Dilarang Berjilbab, Pegawai Bank di Probolinggo Mengadu ke MUI
Senin, 7 Desember 2009 13:00 WIB
TEMPO Interaktif, Probolinggo - Seorang wanita pegawai PT BPR Angga Cabang Kota Probolinggo, Tanty Widjiastuti siang ini (7/12) mengadu kepada Ketua Majelis Ulama Kota Probolinggo, KH Romli Bakir karena dilarang mengenakan jilbab saat bekerja oleh pemilik perusahaan tersebut. Bahkan, ibu dua orang anak ini dipaksa untuk mengundurkan diri dari perusahaan yang kantornya berpusat di Kecamatan Leces Kabupaten Probolinggo.

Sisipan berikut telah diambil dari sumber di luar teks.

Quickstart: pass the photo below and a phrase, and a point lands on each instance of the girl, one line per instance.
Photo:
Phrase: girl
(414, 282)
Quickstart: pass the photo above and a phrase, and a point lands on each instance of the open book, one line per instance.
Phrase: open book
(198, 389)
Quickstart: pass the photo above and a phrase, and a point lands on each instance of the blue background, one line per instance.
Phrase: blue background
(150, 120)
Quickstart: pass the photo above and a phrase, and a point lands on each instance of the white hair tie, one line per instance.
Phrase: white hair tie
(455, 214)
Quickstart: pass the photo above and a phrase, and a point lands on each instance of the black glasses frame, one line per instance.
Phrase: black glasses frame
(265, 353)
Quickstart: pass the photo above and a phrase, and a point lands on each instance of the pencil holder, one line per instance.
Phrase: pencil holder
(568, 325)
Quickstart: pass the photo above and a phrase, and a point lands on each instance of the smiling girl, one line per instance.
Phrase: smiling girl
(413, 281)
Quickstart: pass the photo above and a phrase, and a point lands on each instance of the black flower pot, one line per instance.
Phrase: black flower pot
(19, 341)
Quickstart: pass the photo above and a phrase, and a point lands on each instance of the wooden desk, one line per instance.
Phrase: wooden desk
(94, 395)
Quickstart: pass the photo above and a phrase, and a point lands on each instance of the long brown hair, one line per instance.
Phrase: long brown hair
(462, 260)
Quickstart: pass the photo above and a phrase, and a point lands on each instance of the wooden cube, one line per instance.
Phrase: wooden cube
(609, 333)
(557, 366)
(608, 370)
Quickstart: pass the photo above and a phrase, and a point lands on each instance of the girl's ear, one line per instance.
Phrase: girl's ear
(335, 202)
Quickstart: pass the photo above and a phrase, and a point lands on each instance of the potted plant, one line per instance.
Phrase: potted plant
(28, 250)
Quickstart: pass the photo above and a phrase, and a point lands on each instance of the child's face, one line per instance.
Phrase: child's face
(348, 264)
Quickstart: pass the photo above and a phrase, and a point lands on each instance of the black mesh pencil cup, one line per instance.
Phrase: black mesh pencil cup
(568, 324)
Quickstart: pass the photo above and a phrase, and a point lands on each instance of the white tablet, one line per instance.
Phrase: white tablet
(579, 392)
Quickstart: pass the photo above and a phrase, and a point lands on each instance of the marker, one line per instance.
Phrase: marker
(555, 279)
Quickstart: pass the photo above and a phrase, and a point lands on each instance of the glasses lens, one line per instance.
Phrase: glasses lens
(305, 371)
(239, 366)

Dengan didampingi sang suami, Dwi Santoso, wanita yang menjabat sebagai account officer di BPR ini menemui MUI Kota Probolinggo. Tanty bekerja di BPR ini sejak tahun 1995. Sejak awal, perusahaan tersebut memang melarang pegawainya untuk mengenakan jilbab.
Namun larangan tersebut tidak tertulis dan hanya secara lisan saja. Namun, pada akhir November kemarin, Tanty memutuskan untuk mengenakan jilbab saat bekerja. Pada awalnya, dia hanya mengenakannya sewaktu berangkat dan pulang kantor. Ketika berada di kantor, jilbab tersebut dilepas. Namun belakangan kemudian, Tanty mengenakan jilbabnya sewaktu bekarja melayani nasabah.
Hal ini mengundang teguran dari atasannya Kepala Cabang PT BPR Kota Probolinggo, Dwi Indrawati yang selanjutnya meminta Tanty untuk menghadap Angga Suryawijaya, selaku direktur utama sekaligus pemilik perusahaan itu. Ketika menemui Angga di rumahnya, Tanty ternyata diminta untuk mengundurkan diri dari pekerjaannya apabila masih mengenakan jilbab sewaktu bekerja.
Kepada wartawan siang ini, Tanty mengatakan, dirinya kemudian membuat surat pengunduran diri seperti permintaan pemilik perusahaan. Menurut Tanty, permintaan pengunduran diri secara paksa tersebut karena perusahaan tidak memiliki Bank Syariah.
“Selain itu donatur perusahaan sebagian besar atau 90 persennya adalah non muslim. Padahal debitur perusahaan tersebut sebagian besar adalah muslim” kata wanita yang mengaku dibayar Rp 2,2 juta setiap bulannya ini.
Dia mengatakan kalau hal ini sudah merupakan bentuk pelecehan agama. Tanty sendiri mengaku tidak berharap lagi untuk bekerja kembali di BPR tersebut meskipun ada kebijakan dari perusahaan yang membolehkan dia mengenakan jilbabnya sewaktu bekerja. Dalam surat pengunduran diri yang dibuatnya yang telah disetujui oleh pemilik perusahaan, tersebut secara jelas pengunduran diri Tanty karena larangan berjilbab.
Ketua MUI Kota Probolinggo Romli Bakir menyesalkan persoalan ini. “Sudah menjadi kewajiban wanita muslim untuk menutupi aurat. Saya berharap perusahaan tidak melarang wanita muslim untuk mengenakan jilbab sewaktu bekerja,” katanya kepada wartawan. Terkait hal ini, dirinya akan membahasnya dalam rapat MUI pekan ini. “Sikap MUI akan diputuskan dalam rapat nanti,” kata Romli.
Sementara itu, Kepala Cabang PT BPR Angga Kota Probolinggo, Dwi Indrawati menolak memberikan keterangannya. “Saya sedang sakit,” katanya melalui sambungan telpon.
Pemilik perusahaan yang berdiri pada 1991, Angga Suryawijaya tidak bisa dikonfirmasi. Dia tidak berada di dua kantornya di Kota Probolinggo ketika Tempo berusaha untuk mengonfirmasi. “Bapak tidak ada di kantor,” kata petugas keamanan. Salah satu staf di kantornya juga tidak bersedia memberitahukan nomer telpon rumah Angga Suryawijaya kepada wartawan.